Fire and Pulp

There was some excitement at school today. When I walked into the building some fifteen minutes before the beginning of the afternoon classes, I was struck by how empty the place was. There were barely any students about. I could even put up a poster at the notice board without moving loitering students out of the way.

When I was in the copy room, another teacher came in and said, “Did you see? There’s a fire right across from the parking lot.” Now I don’t park at the main parking lot, so I hadn’t seen the fire. However, it explained why there were hardly any students at the school. They were all outside, watching the fire. A moment later, a boy I didn’t know came dashing into the administration tract in a laudable attempt to inform the assembled teachers and administrative staff of the fire.

In the end, the fire didn’t turn out overly dramatic. What happened was that a wooden garage on the premises of a local inn had caught fire. Some material damage, but thankfully no one was harmed. The afternoon classes weren’t disrupted either, though my students were a few minutes late.
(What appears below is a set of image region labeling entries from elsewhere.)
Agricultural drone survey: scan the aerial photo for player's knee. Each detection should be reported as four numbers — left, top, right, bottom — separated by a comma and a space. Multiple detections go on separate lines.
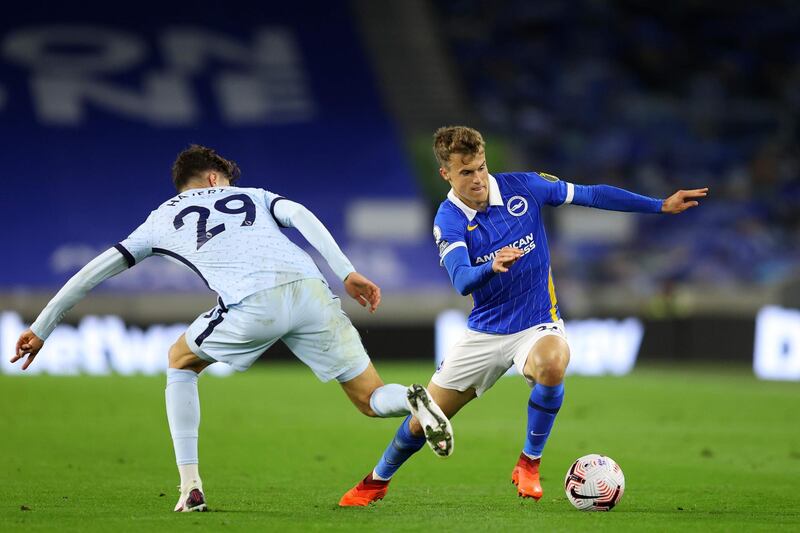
167, 342, 197, 370
525, 343, 569, 386
353, 393, 378, 418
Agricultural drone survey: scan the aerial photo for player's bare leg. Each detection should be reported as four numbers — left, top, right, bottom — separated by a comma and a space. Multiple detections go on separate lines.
339, 382, 468, 507
341, 363, 453, 448
165, 335, 211, 512
511, 335, 569, 500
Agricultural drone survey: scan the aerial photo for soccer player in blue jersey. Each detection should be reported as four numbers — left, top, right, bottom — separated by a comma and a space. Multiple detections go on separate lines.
339, 126, 708, 506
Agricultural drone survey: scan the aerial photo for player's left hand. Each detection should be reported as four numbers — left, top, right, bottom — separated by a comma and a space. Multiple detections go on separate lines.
11, 329, 44, 370
344, 272, 381, 313
661, 187, 708, 215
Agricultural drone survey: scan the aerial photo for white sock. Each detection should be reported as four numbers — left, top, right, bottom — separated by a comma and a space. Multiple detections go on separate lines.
369, 383, 410, 418
166, 368, 200, 487
178, 463, 203, 492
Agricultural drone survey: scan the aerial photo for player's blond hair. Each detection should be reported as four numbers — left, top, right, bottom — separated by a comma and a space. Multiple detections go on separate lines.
433, 126, 486, 168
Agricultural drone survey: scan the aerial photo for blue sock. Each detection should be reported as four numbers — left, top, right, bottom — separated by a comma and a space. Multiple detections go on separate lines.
523, 383, 564, 458
375, 415, 425, 480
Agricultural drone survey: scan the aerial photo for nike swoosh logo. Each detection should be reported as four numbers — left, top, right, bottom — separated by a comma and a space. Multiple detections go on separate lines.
569, 487, 600, 500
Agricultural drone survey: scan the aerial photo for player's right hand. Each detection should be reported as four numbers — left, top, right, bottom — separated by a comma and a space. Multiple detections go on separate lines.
492, 246, 525, 272
344, 272, 381, 313
11, 329, 44, 370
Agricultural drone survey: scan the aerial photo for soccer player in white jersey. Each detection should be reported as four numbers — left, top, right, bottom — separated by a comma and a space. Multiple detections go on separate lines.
339, 126, 708, 506
11, 145, 452, 512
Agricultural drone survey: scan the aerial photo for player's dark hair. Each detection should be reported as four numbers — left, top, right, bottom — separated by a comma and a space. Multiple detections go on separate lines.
433, 126, 486, 168
172, 144, 241, 191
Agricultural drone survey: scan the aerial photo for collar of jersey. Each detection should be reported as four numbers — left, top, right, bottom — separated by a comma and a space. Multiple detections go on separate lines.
447, 174, 503, 222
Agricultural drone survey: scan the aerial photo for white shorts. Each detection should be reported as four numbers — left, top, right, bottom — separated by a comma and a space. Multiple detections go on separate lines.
186, 278, 369, 383
431, 320, 567, 396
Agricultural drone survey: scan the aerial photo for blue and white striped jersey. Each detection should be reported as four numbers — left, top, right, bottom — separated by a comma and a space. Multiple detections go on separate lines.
433, 172, 575, 334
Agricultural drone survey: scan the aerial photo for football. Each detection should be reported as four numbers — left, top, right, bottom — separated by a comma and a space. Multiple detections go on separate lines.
564, 453, 625, 511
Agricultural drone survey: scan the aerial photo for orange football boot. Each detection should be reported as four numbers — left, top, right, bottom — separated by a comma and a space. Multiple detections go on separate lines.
339, 472, 391, 507
511, 453, 544, 501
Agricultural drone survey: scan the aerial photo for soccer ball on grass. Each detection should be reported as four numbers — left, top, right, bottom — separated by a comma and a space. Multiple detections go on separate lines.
564, 453, 625, 511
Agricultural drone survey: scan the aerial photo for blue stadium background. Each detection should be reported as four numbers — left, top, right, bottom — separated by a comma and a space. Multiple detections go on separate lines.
0, 0, 800, 366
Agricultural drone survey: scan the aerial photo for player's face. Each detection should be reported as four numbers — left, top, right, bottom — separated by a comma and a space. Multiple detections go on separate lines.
439, 152, 489, 210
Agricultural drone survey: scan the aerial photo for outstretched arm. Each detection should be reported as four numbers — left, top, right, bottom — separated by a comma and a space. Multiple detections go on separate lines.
272, 198, 381, 312
11, 248, 128, 370
565, 183, 708, 214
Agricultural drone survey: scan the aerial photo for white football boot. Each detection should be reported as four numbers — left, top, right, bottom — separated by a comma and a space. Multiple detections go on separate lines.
407, 384, 455, 457
175, 480, 208, 513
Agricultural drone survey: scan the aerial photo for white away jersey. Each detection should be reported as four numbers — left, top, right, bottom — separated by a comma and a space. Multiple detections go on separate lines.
115, 187, 325, 305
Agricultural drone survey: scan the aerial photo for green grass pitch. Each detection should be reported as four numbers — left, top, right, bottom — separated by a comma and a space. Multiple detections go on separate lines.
0, 363, 800, 532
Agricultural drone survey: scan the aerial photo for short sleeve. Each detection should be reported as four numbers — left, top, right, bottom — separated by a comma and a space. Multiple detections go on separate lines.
433, 210, 467, 265
261, 189, 290, 228
114, 214, 154, 268
525, 172, 575, 206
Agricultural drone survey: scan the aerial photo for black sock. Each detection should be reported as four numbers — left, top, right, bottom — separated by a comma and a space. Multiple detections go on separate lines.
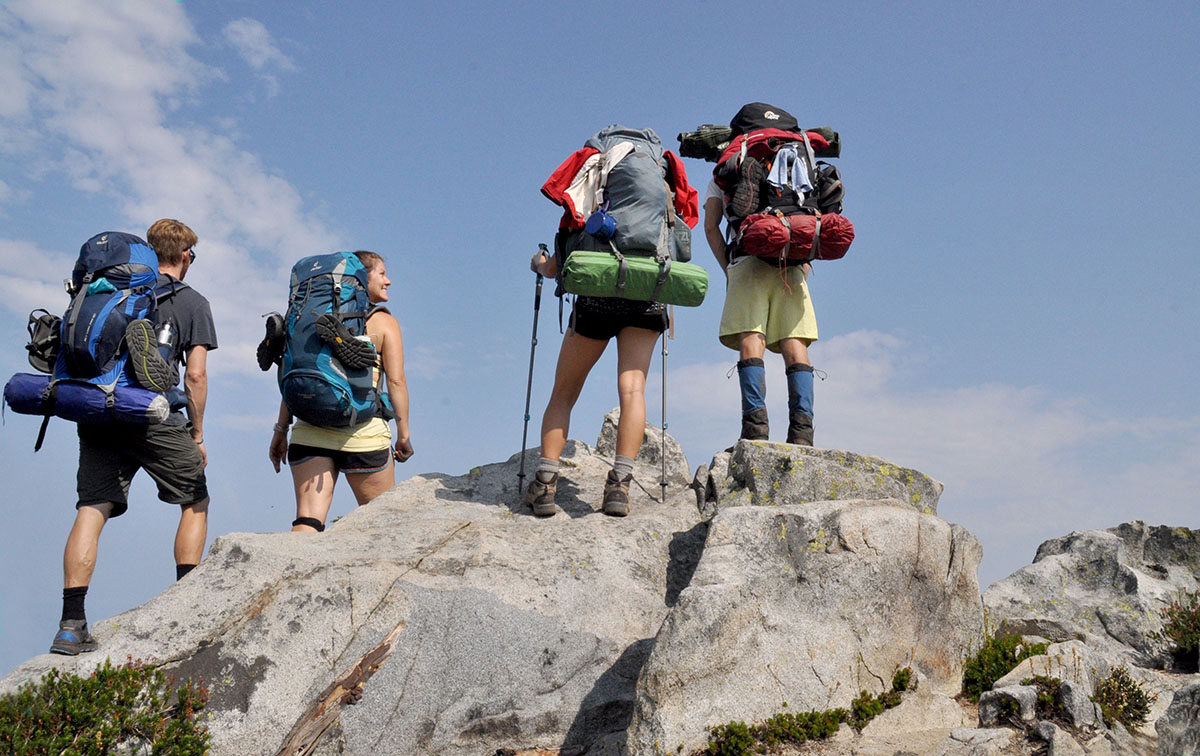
61, 586, 88, 622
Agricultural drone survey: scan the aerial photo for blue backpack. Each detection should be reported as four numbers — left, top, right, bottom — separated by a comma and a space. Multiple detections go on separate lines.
278, 252, 388, 427
4, 232, 170, 451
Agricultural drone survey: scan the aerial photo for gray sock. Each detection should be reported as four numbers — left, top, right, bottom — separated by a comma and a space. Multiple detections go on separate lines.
612, 454, 634, 480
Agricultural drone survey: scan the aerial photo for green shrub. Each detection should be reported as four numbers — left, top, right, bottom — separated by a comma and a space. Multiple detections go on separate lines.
704, 721, 755, 756
0, 660, 210, 756
1092, 667, 1158, 730
1021, 674, 1062, 720
962, 632, 1046, 701
1150, 592, 1200, 664
701, 667, 912, 756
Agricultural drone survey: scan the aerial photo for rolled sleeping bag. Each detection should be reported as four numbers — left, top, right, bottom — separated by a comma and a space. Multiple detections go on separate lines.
4, 373, 170, 425
738, 212, 854, 260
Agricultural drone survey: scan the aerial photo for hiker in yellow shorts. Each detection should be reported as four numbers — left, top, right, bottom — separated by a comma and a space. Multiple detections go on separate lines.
704, 104, 817, 446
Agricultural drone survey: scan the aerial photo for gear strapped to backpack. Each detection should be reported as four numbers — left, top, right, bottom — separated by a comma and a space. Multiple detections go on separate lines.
679, 102, 854, 264
278, 252, 391, 427
541, 125, 708, 306
4, 232, 186, 451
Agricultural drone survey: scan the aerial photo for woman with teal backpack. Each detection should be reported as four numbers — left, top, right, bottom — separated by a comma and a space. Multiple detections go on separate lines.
260, 251, 413, 533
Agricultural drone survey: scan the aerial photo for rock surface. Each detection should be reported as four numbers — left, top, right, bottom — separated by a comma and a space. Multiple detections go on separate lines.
983, 521, 1200, 666
1154, 682, 1200, 756
630, 499, 983, 754
0, 413, 1200, 756
692, 440, 942, 515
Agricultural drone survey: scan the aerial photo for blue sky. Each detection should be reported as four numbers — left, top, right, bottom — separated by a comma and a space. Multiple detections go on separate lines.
0, 0, 1200, 672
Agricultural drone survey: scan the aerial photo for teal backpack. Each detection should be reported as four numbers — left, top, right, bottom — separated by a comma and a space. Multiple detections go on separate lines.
278, 252, 390, 427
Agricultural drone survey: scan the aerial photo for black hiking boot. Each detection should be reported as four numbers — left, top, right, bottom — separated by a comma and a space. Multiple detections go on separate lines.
604, 470, 634, 517
50, 619, 96, 656
317, 312, 376, 370
526, 473, 558, 517
125, 319, 175, 394
730, 157, 767, 218
738, 408, 769, 440
256, 312, 287, 372
787, 412, 812, 446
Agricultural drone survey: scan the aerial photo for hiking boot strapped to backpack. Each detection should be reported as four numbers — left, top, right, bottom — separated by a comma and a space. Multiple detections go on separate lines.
541, 126, 708, 306
679, 102, 854, 264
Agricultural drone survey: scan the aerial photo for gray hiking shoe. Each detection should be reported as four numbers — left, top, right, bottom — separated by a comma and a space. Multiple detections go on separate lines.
604, 470, 634, 517
50, 619, 96, 656
317, 312, 376, 370
254, 312, 287, 372
787, 412, 812, 446
739, 409, 769, 440
730, 157, 767, 217
125, 319, 175, 392
526, 473, 558, 517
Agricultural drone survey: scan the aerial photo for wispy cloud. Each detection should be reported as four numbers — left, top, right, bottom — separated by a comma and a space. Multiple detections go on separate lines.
223, 18, 296, 96
0, 0, 337, 370
667, 331, 1200, 582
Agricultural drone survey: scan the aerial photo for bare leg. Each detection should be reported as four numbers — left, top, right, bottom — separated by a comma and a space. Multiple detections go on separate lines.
782, 338, 812, 367
62, 506, 108, 588
175, 497, 209, 564
290, 457, 337, 533
346, 449, 396, 506
738, 331, 763, 360
617, 328, 660, 458
541, 331, 608, 460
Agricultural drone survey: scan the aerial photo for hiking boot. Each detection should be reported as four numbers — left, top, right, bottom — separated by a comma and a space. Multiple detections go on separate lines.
604, 470, 634, 517
738, 408, 769, 440
787, 412, 812, 446
125, 319, 175, 392
257, 312, 287, 372
730, 157, 767, 218
317, 312, 376, 370
50, 619, 96, 656
526, 473, 558, 517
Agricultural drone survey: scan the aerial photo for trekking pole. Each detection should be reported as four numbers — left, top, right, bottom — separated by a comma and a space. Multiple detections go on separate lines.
659, 306, 674, 502
517, 244, 550, 494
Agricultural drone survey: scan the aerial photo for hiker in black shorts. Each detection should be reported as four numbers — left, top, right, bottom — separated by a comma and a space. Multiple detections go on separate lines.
50, 218, 217, 655
526, 252, 667, 517
268, 250, 413, 533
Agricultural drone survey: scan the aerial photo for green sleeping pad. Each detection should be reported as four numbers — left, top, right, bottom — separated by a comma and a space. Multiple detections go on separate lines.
563, 250, 708, 307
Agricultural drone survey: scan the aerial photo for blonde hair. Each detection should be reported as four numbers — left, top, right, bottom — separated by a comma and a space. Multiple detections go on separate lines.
146, 218, 197, 265
354, 250, 383, 270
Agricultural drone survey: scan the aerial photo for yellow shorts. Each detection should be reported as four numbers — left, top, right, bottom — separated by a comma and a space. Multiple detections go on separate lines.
720, 257, 817, 352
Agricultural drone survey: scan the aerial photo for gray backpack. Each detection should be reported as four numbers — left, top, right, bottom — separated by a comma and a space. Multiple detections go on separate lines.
556, 125, 691, 263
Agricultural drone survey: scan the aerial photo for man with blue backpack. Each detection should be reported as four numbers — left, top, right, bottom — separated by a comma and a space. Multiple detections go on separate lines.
50, 218, 217, 655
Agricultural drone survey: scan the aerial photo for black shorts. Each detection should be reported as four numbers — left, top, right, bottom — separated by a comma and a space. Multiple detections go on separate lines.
571, 296, 667, 341
76, 422, 209, 517
288, 444, 391, 475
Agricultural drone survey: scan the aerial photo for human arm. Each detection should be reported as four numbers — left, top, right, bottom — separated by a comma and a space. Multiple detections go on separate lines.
367, 312, 413, 462
266, 401, 292, 473
184, 346, 209, 467
704, 197, 730, 270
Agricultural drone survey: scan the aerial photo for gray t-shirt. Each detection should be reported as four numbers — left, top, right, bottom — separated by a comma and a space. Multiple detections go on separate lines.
155, 274, 217, 425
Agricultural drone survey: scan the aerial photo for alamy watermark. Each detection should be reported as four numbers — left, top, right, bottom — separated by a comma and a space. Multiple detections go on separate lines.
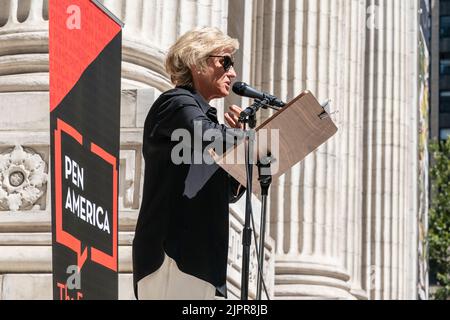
171, 121, 280, 174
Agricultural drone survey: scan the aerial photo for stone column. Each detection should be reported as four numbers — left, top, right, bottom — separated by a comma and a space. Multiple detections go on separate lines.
362, 1, 418, 299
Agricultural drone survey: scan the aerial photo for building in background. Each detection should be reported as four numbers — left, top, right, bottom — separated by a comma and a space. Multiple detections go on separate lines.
0, 0, 428, 299
431, 0, 450, 140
When making what according to my memory is the first crossover of all three CSI franchises, one would think that the writers would come up with something better than a hackneyed human trafficking plot straight from the pulp era. Body parts dumped next to the highway, prostitutes “branded” like cattle with tattoos, young women (including at one point a well-off TV weathergirl) snatched from the streets and carted across the country in locked truck compartments, a bit of organ trafficking thrown in for good measure and, as the final insult, a professor of literature moonlighting as a pimp – oh please! My suspension of disbelief dropped right through the floor. I’ve seen prostitution and human trafficking plots very much like this one in films and pulp stories dating back to the thirties and forties and they seemed far-fetched even back then.

Never mind that the connecting plot centered on one of the vanished girls was terribly inconsistent. In CSI Miami the girl is first a murder suspect and then a desperate kidnapping victim leaving messages of “Help – He’ll kill me” in gas station restrooms. By the time, we get to CSI New York she’s a victim all the way, though too valuable to kill because she’s pregnant. In CSI Las Vegas, however, that same pregnancy suddenly ruins her value for the pimp that purchased her. For goodness sake, make up your minds! I was never a huge CSI fan, but by now they’re really scraping the bottom of the barrel.

Finally, it was reported today that German actor Heinz Weiss died on Saturday aged 89. Predictably, most obituaries only mentioned Weiss’ role as a cruise ship captain in the long-running TV show Das Traumschiff (similar to Love Boat and just as unwatchable) and occasionally his role as an escaping POW in the World War II drama So weit die Füsse tragen (“As far as my feet will carry me”, which is pretty much the whole plot right there). Interestingly, Weiss also was in The Great Escape, probably relishing the opportunity to play a guard after having been the escaping POW for so long.

But for me, Heinz Weiss will always be Phil Decker, partner to George Nader’s G-Man Jerry Cotton in a series of film adaptions of the bestselling German pulp magazine series in the 1960s. And he will always be The Green Archer in Jürgen Roland’s stunning 1961 adaption of the eponymous Edgar Wallace novel. I’m a big fan of both the Jerry Cotton and Edgar Wallace adaptions and have written articles on both.

So rest in peace, Heinz Weiss, who was Phil Decker, the second coolest agent of the FBI, and the Green Archer.